One of my favorites, Mr. Hanson, has been at it again with his usual spirited assault on the detractors of the Bush Administration albeit in a manner so curiously conventional.

In his When Cynicism Meets Fanaticism, he chooses to frame the question confronting us in the following terms:

Can Western enlightenment and power, embedded in deep cynicism, still prevail over ignorance and self-inflicted pathology energized by fanaticism?

This, of course, is the continuation of the gentleman’s more recent dalliance with what he so inappropriately—or fittingly, take your pick—calls Hard Pounding in an earlier piece:

Whose vision of the future wins depends on who keeps his nerve — or to paraphrase the Duke of Wellington at Waterloo, “Hard pounding, gentlemen; but we will see who can pound the longest.”

And once the riddle confronting us is framed as such, the contours of the answer too become easier to discern. We seem to have the much sought after smoking gun in this young man.

Let’s do the math now. 28 multiplied by however many poundings per session. That’s a hell of a whole lot of pounding, wouldn’t you say? And plenty more where that came from, I suspect.

Life forces obscenely redirected via the fabric of sexual abuse, as in the case above, along with other forms of physical wounds, afflictions, murder, pain, torment, torture, dismemberment and incineration all re-presented to us in that Romance of War.

The crux, of course, quite similar to Mr. Ledeen’s usual freedom as virility spiel! What is it with some of us middle aged men? Now really, aren’t we getting a bit too old for this sort of braggadocio without also appearing hell-bent on causing some minor uproar or eliciting smirks?

I remain hopeful, though, with Mr. Hanson still. Although I am beginning to totally give up on Mr. Ledeen. Unless we mange, of course, to persuade Ms. Cheney to divert some of the funds earmarked for the ongoing campaign in Iran towards purchasing a new Ouija board for our man Ledeen.

Mr. Ledeen’s favorite toy has a way of braking into sparks and static just at the very precise moment questions about his sources might be getting interesting.

All that subsequently remains is some ghost and the usual bunk.

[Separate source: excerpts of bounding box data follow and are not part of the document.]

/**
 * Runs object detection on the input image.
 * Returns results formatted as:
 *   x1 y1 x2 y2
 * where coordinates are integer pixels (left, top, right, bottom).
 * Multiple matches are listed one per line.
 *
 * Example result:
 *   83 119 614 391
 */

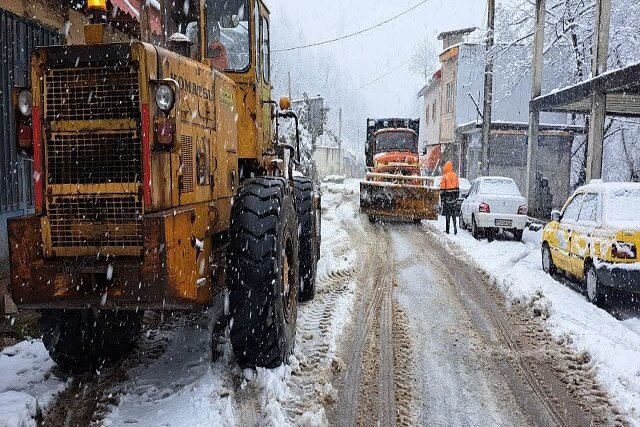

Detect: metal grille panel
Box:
48 195 142 250
47 131 141 184
45 64 140 121
180 135 195 193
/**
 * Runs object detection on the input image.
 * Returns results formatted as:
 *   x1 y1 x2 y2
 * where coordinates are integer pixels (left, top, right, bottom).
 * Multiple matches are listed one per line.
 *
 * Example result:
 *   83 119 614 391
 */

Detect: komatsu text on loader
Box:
9 0 320 370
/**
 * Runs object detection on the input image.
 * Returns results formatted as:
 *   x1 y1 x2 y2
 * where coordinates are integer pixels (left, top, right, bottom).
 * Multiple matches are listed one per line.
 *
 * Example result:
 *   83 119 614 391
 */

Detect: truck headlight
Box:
18 90 33 117
156 83 176 113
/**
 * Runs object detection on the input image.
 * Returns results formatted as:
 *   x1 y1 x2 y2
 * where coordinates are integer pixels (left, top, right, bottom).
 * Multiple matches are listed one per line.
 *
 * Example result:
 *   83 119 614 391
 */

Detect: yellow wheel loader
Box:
9 0 320 371
360 119 440 222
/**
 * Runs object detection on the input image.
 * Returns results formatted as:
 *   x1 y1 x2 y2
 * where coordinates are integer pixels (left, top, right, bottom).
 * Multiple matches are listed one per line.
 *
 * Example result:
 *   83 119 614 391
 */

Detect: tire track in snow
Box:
393 301 415 427
416 229 625 426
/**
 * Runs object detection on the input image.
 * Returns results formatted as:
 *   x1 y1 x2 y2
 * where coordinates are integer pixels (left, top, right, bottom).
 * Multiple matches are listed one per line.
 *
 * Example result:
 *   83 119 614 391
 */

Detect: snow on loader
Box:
9 0 320 371
360 119 439 222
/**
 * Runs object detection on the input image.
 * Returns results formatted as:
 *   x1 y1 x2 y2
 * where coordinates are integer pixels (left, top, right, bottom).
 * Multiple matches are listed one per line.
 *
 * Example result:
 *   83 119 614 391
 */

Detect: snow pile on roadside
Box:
0 340 66 427
430 218 640 426
101 314 235 426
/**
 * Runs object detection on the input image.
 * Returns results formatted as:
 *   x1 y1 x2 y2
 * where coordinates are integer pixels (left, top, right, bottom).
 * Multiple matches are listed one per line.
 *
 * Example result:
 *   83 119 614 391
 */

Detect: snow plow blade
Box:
360 181 440 220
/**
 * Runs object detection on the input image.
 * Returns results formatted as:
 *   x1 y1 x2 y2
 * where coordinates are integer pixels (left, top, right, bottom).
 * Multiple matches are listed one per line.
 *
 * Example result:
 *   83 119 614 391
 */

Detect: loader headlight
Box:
18 90 33 117
156 83 176 113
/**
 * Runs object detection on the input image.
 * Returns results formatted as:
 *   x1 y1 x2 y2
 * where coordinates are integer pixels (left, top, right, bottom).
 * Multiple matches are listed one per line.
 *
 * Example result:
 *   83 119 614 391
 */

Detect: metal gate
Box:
0 9 62 216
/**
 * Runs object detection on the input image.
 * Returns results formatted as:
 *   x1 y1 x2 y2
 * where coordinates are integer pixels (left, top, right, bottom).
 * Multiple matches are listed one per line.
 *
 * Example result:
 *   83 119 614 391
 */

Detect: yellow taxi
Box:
542 182 640 303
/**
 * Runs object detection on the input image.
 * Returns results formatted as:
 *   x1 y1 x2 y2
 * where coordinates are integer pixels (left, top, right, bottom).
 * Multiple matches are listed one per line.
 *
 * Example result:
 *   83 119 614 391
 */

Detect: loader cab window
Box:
206 0 251 72
163 0 200 59
375 132 418 154
261 18 271 83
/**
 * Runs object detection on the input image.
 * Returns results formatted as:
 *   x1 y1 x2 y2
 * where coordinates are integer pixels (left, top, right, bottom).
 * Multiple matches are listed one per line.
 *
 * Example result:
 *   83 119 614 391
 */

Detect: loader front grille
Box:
44 64 140 121
48 194 142 251
47 130 142 184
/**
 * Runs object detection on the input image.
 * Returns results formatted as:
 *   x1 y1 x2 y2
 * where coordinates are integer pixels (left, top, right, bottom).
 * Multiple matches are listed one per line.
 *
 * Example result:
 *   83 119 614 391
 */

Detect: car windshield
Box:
207 0 251 72
376 132 418 153
603 189 640 228
480 178 520 196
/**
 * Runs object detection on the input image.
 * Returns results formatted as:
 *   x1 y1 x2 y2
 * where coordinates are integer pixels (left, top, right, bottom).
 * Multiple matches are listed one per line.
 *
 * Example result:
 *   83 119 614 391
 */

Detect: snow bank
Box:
430 218 640 426
102 316 235 426
0 340 66 427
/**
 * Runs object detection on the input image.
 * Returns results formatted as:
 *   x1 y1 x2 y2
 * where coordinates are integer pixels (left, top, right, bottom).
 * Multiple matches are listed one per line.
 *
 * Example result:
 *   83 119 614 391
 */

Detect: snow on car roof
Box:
576 182 640 230
576 182 640 193
476 176 513 181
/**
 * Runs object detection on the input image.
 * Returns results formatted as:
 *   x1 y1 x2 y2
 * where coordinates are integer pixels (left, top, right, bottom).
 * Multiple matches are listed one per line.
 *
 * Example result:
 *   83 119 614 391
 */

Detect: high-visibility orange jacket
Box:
440 162 460 190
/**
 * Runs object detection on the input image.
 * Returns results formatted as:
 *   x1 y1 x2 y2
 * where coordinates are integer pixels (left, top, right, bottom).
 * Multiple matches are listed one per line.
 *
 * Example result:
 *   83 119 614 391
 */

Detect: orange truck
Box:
360 119 439 222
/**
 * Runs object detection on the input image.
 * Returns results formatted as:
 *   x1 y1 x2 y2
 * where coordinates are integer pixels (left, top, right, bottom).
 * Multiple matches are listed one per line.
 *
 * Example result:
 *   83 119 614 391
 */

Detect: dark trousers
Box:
444 215 458 234
440 189 460 234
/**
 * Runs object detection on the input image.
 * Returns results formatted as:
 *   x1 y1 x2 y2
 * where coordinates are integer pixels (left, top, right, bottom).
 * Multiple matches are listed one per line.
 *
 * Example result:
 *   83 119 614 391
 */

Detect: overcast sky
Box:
267 0 496 147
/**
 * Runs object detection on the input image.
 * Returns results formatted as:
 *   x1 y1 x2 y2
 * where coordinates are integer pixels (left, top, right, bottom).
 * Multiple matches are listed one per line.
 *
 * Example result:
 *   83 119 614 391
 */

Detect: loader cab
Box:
165 0 275 170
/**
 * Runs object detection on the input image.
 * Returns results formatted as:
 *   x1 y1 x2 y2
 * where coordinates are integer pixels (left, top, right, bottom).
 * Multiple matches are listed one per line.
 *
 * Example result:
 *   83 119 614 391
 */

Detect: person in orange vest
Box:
440 162 460 234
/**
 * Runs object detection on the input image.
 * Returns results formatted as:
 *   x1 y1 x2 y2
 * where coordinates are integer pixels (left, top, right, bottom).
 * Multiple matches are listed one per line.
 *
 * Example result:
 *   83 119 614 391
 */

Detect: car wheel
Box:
471 217 482 239
542 242 558 275
584 264 606 305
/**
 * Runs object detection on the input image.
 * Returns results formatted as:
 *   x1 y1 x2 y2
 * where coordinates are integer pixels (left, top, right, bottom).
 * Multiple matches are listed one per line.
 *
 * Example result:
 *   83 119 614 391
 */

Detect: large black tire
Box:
227 177 299 368
294 177 320 302
39 310 143 373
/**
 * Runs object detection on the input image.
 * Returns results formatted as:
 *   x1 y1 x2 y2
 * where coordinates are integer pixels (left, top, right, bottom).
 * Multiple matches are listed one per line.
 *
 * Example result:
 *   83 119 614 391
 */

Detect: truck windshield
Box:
206 0 251 72
376 132 418 153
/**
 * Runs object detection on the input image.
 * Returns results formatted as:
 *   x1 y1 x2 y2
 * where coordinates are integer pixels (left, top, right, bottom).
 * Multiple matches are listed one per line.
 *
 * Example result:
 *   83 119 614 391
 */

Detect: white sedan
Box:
460 176 527 240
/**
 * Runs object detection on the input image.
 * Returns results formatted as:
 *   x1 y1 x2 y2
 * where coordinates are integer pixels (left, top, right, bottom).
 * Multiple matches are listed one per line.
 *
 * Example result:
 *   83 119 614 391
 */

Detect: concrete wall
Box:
419 79 442 150
463 131 573 209
439 55 458 144
0 0 130 44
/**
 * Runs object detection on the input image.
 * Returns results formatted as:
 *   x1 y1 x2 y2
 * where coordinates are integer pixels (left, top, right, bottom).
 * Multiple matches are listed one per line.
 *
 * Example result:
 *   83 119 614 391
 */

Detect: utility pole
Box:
527 0 546 214
480 0 496 176
587 0 611 183
338 107 344 174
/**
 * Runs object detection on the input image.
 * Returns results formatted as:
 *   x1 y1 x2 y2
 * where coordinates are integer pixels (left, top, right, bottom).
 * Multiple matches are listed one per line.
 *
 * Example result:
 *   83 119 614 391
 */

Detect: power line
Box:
272 0 429 52
356 59 411 92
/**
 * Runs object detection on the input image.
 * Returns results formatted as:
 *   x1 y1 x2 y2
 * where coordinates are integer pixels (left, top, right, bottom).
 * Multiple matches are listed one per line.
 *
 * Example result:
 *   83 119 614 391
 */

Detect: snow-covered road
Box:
0 180 640 426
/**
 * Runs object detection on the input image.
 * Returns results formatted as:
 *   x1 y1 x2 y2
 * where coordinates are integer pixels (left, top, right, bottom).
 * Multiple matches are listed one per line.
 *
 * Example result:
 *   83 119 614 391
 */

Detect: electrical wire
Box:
272 0 429 53
355 59 411 92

Anyhow, Edward Luttwak asks why anyone needs to bomb Iran and its nuclear plants. Richard Ehrman traces the route to the current stand off (repeat) in what’s being billed by the editors, as “a new daily online magazine, targeted at a discerning well-educated audience and offering a spirited response to every aspect of current affairs from politics and foreign affairs to sport and the art,” The First Post.